The tendency to view LLMs like ChatGPT as “intelligent” likely comes from their conversational abilities, which can mimic human-like interactions. But interpreting words contextually is not the same as “understanding.” At its core, an LLM-based agent is just a predictive model that follows set instructions based on learned patterns.

What’s the Real Value of AI Agents?

In fairness, AI agents—despite their inflated descriptions—do bring some real benefits:

  • Automating Repetitive Tasks: They’re useful for offloading tedious tasks like data entry, ticket generation, or basic Q&A.

  • Improving User Experience: As sophisticated question-answering systems, LLM-based agents can handle customer support, offering responses that seem “intelligent” and personal.

  • Streamlining Decision-Making: By providing information or making recommendations, these agents can aid in quick, data-backed decisions, even if the “decisions” themselves are based on pre-structured patterns.

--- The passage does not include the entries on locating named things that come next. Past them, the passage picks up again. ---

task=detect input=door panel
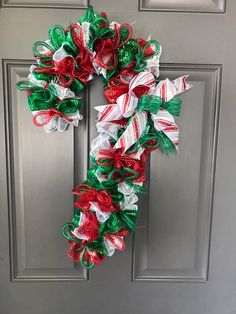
[133,64,221,281]
[0,0,236,314]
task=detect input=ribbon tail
[153,75,192,102]
[151,109,179,149]
[114,111,147,154]
[129,71,156,90]
[95,104,122,121]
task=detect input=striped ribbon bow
[96,72,191,153]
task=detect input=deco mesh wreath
[17,7,191,268]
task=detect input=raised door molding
[139,0,226,13]
[3,60,89,282]
[2,0,89,9]
[133,64,221,282]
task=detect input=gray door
[0,0,236,314]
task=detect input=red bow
[73,184,119,212]
[104,77,129,104]
[96,148,146,182]
[67,242,105,265]
[104,228,129,251]
[75,211,99,242]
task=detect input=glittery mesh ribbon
[14,6,191,269]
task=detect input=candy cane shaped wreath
[17,6,191,268]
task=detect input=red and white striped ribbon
[153,75,192,102]
[152,109,179,149]
[114,111,147,154]
[95,71,156,121]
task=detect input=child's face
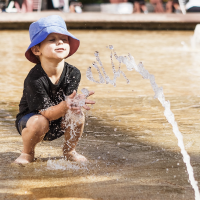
[32,33,70,61]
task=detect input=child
[15,15,95,164]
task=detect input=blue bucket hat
[25,15,80,63]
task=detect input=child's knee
[27,115,49,134]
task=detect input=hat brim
[25,26,80,63]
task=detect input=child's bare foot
[64,150,87,163]
[14,153,34,164]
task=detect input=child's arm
[40,90,95,121]
[40,91,78,121]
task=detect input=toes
[13,153,34,164]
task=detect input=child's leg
[15,115,49,164]
[63,113,87,162]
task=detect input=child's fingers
[85,99,96,104]
[83,105,90,110]
[88,91,95,97]
[69,90,76,99]
[71,107,81,110]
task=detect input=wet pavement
[0,30,200,200]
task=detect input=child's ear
[31,45,41,56]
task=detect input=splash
[86,45,200,200]
[47,159,87,170]
[63,88,89,153]
[178,0,186,15]
[191,24,200,49]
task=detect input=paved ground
[0,11,200,30]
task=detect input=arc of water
[178,0,186,15]
[86,45,200,200]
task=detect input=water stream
[86,45,200,200]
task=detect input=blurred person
[15,0,33,12]
[129,0,148,14]
[186,0,200,12]
[110,0,128,3]
[69,0,83,13]
[150,0,164,13]
[166,0,181,13]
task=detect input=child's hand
[76,91,95,110]
[66,91,95,113]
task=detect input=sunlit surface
[0,30,200,200]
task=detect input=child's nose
[58,39,63,44]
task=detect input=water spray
[86,45,200,200]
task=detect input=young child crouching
[15,15,95,164]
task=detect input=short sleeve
[66,67,81,96]
[25,80,54,112]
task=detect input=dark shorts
[187,6,200,12]
[17,113,65,141]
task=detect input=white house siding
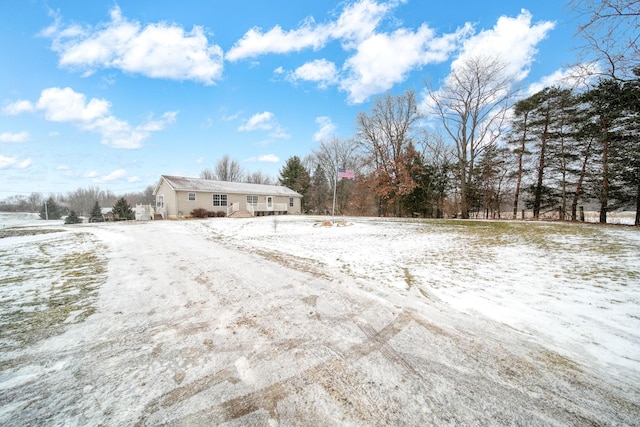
[155,176,302,219]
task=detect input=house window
[213,194,227,206]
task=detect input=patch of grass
[0,234,107,364]
[0,227,64,239]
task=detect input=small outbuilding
[153,175,302,219]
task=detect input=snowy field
[0,216,640,426]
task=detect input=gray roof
[154,175,302,197]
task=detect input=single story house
[153,175,302,219]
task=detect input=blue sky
[0,0,577,199]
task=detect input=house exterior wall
[155,180,301,219]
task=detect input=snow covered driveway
[0,217,640,426]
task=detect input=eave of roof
[154,175,302,197]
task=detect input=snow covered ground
[0,216,640,425]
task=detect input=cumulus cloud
[0,154,31,169]
[3,87,178,149]
[451,9,555,80]
[258,154,280,163]
[526,63,600,96]
[226,0,395,61]
[238,111,290,138]
[93,169,127,183]
[340,24,472,104]
[226,0,472,103]
[42,7,223,84]
[313,116,336,142]
[0,131,31,143]
[290,59,338,89]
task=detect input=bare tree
[215,154,243,182]
[200,168,218,181]
[245,171,275,185]
[305,137,362,212]
[429,57,514,218]
[568,0,640,80]
[357,90,420,215]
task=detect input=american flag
[338,168,356,179]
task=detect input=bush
[111,197,135,221]
[191,208,209,218]
[64,211,82,224]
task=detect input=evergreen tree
[89,200,104,222]
[64,210,82,224]
[111,197,135,221]
[307,164,331,213]
[278,156,311,212]
[40,197,62,219]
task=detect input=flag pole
[331,169,338,223]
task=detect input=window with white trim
[213,194,227,206]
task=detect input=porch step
[229,211,253,218]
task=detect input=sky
[0,0,578,199]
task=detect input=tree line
[0,185,155,219]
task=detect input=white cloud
[42,7,223,84]
[340,24,472,104]
[0,131,31,143]
[451,9,555,80]
[226,0,472,103]
[2,100,35,116]
[5,87,178,149]
[0,154,31,169]
[313,116,336,142]
[238,111,275,132]
[36,87,111,123]
[238,111,290,138]
[290,59,338,89]
[226,0,396,61]
[526,63,600,96]
[258,154,280,163]
[93,169,127,183]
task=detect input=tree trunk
[533,124,548,219]
[571,139,592,221]
[600,130,609,224]
[513,123,527,219]
[635,177,640,225]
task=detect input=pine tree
[64,211,82,224]
[89,200,104,222]
[40,197,62,219]
[111,197,135,221]
[278,156,311,211]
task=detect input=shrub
[64,211,82,224]
[191,208,209,218]
[111,197,135,221]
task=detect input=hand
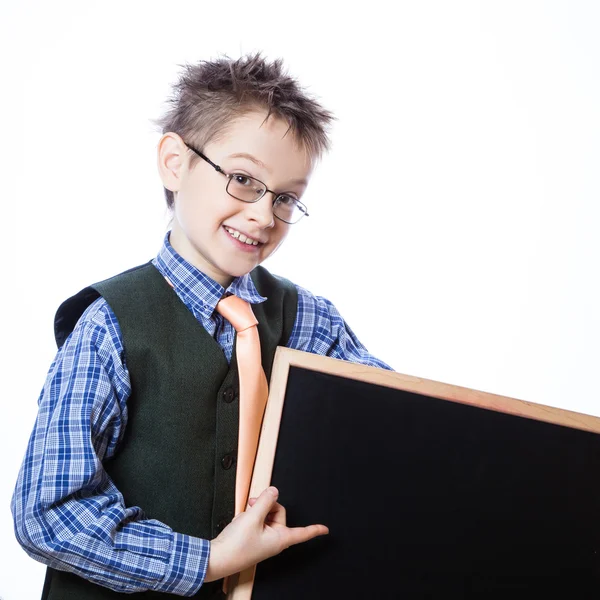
[204,487,329,582]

Beware of the Hype, Understand the Limitations

AI agents, especially those built on top of LLMs, are far from the autonomous, intelligent systems many startups claim them to be. At their heart, they’re predictive text models acting on prompts to call pre-defined functions and, in some cases, route through different APIs. The most sophisticated use cases rely on nothing more than complex prompting and basic programming logic, which could be achieved through simpler means.

While AI agents can undoubtedly save time and automate tasks, it’s crucial for both users and investors to understand what these systems can and cannot do. We should view AI agents for what they truly are: enhanced automation tools built on LLMs, designed to make pre-programmed decisions—not the all-powerful autonomous entities that the marketing hype suggests.